- Born: 1949 Chicago, Illinois, U.S.
- Died: September 23, 2026 (aged 76)
- Occupation: Announcer
- Known for: PA announcer for the Los Angeles Lakers

= Lawrence Tanter =

American public address announcer (1949–2026)

Lawrence Tanter (1949 – September 23, 2026), also known as L.T., was an American public address announcer for the Los Angeles Lakers of the National Basketball Association (NBA). While working with the Lakers, he was a longtime disc jockey and program director at both jazz and rhythm and blues radio stations in Los Angeles.

==Early life==
Tanter was born in Chicago in 1949. He played basketball in high school, as well as the saxophone and clarinet. A 6 ft 7 in forward, he earned an athletic scholarship to play college basketball at the University of Dubuque. He worked at the college radio station after responding to an ad for a host for a Sunday night jazz program.

==Professional career==
Tanter began working at radio station KJLH in Los Angeles in 1972, before joining KUTE and driving their quiet storm format.

He began working as the Lakers' public address announcer at the start of the 1982–83 season and became a fixture at Laker home games. He was the longest tenured Lakers PA announcer. During his tenure behind the microphones of both The Forum and Crypto.com Arena, the Lakers won 9 NBA championships, (Note: The Lakers won titles in the 1985, 1987, 1988, 2000, 2001, 2002, 2009, 2010, and 2020 NBA Finals. Some sources say they won 10 titles during his tenure.) and he called 14 NBA Finals series. Tanter is known for his smooth baritone voice and affinity for jazz music. He maintained his low-key style, even as other announcers grew louder and sought attention. “I never tried to be a cheerleader”, Tanter said. His signature call was "Llllaker Girlsss" after the team's dance squad completed a performance and scampered off the court.

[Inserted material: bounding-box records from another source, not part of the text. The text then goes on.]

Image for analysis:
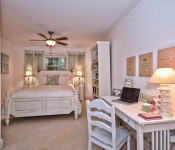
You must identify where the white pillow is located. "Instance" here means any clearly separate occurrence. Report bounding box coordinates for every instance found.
[58,75,70,85]
[38,75,47,85]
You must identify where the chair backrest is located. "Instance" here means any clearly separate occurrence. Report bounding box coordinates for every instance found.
[86,99,116,148]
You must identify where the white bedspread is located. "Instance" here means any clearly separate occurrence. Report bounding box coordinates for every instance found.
[11,84,75,98]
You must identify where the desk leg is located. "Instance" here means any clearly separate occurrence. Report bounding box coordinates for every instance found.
[137,126,144,150]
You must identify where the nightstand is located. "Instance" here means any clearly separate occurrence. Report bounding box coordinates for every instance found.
[76,85,84,100]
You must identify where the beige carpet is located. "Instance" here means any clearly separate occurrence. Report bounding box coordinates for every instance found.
[2,101,135,150]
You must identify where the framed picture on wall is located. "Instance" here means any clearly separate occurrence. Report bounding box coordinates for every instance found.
[126,56,136,76]
[139,52,153,77]
[157,46,175,70]
[1,53,9,74]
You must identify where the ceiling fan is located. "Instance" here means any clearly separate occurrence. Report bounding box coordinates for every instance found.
[29,31,68,46]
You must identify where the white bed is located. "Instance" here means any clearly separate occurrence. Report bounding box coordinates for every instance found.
[5,71,81,126]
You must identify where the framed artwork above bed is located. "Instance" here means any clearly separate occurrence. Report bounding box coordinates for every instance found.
[44,53,67,71]
[1,53,9,74]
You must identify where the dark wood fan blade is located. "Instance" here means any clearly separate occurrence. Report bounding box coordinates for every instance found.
[29,39,46,41]
[55,37,68,41]
[37,33,47,39]
[56,41,68,45]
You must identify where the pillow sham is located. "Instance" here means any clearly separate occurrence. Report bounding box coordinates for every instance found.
[58,75,70,85]
[47,75,59,85]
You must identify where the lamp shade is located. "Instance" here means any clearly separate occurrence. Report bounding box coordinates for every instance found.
[25,70,32,77]
[148,68,175,84]
[46,39,56,46]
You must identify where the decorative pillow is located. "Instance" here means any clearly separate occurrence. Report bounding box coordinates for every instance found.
[47,75,58,85]
[59,75,70,85]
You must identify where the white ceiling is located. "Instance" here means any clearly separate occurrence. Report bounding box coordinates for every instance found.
[1,0,139,47]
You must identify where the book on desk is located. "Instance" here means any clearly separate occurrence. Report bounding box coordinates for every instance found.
[138,112,162,120]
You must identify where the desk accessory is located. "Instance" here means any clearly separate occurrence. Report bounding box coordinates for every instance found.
[142,103,152,112]
[149,68,175,117]
[138,112,162,120]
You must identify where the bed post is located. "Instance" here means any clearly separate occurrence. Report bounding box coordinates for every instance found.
[5,92,10,126]
[75,90,79,120]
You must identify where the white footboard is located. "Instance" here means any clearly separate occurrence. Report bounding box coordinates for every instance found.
[5,91,81,126]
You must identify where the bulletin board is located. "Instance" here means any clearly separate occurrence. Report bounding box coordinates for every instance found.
[157,46,175,70]
[126,56,136,76]
[139,52,153,77]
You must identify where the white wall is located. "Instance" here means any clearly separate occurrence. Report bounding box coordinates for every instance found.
[1,40,14,104]
[14,46,92,97]
[105,0,175,108]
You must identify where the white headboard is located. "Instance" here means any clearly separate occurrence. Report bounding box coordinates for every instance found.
[39,71,73,84]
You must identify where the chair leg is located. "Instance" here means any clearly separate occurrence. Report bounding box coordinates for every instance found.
[88,139,92,150]
[127,136,131,150]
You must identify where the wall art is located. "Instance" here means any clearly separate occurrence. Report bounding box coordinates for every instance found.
[139,52,153,77]
[126,56,136,76]
[157,46,175,70]
[1,53,9,74]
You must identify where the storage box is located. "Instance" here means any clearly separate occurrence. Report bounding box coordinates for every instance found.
[142,103,151,112]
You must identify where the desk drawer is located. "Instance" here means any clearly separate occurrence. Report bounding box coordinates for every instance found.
[116,110,136,130]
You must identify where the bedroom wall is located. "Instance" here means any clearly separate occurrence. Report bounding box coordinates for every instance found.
[14,45,92,98]
[105,0,175,109]
[1,39,14,105]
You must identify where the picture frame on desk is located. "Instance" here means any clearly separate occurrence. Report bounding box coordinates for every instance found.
[112,88,122,97]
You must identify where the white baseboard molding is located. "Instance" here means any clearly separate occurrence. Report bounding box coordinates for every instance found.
[0,139,3,149]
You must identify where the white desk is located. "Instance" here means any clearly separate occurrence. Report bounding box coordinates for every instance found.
[102,96,175,150]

On traveling violations, he called "too many steps". Tanter mixed his inflections. In an exciting play, he extended the vowel of a name, such as "James Woorrrtheeeee", "Michael Coooooperrr", "Kobeeee Bryant", or "LeBronnnn James".

Tanter resigned from the Lakers in 1993, when he became co-owner of KQBR in Sacramento, California. He moved back to Los Angeles and returned to the Lakers in 1995, after missing two seasons.

When the WWE fought with the Denver Nuggets over an arena booking for a playoff game in 2009, Tanter was recruited as guest ring announcer for the main event of a newly relocated Raw at Staples Center. In the match, five heel (villain) wrestlers in Denver Nuggets jerseys competed against five face (hero) wrestlers in Los Angeles Lakers jerseys, and the Lakers team won. Soon afterward, the Lakers eliminated the Nuggets in the 2009 Western Conference Finals 4–2. They then went on to defeat the Orlando Magic in the 2009 NBA Finals and capture their 15th NBA title.

The Lakers won their 17th NBA championship in 2019–20. That season, Kobe Bryant died in a helicopter crash in January 2020. In the Lakers' first game after his death, Tanter introduced all five Lakers starters as Kobe Bryant, as suggested by LeBron James. Tanter called it "the hardest introductions ever". Later that year, he played an instrumental role in re-creating a home feel for Lakers "home" games in the 2020 NBA Bubble, as the league returned to action following a hiatus due to the ongoing coronavirus pandemic. In July, he recorded an array of starting lineup introductions, accounting for potential lineup variations and team highlights, at a home studio in Los Angeles. Matt Shelton, the Lakers' director of game entertainment, pieced
together Tanter's tracks with Adobe Audition editing software. As the Lakers advanced in the postseason, Tanter's voice was a part of the game presentation.

Tanter's other on-air work in Los Angeles included KTWV. He served as program director at KUTE, KACE, and KKJZ. Additionally, he served as the announcer for LTV, the Lakers pregame show on KCAL-TV, during the Lakers time with that station.

After more than 40 seasons with the Lakers, (Note: Tanter's tenure spanned from 1982–83 through 2025–26. While some sources say 43 seasons, he missed two seasons in 1993–94 and 1994–95.) Tanter retired from his role as public address announcer at the conclusion of the 2025–26 season, citing health issues, which caused him to miss the remaining six games of that season plus the playoffs. He remained with the Lakers as an advisor focusing on game presentation until his death.

==Death==
Tanter died on September 23, 2026, at the age of 76. He had reportedly suffered a stroke in March 2026, causing him to miss several of the Lakers' games towards the end of the season.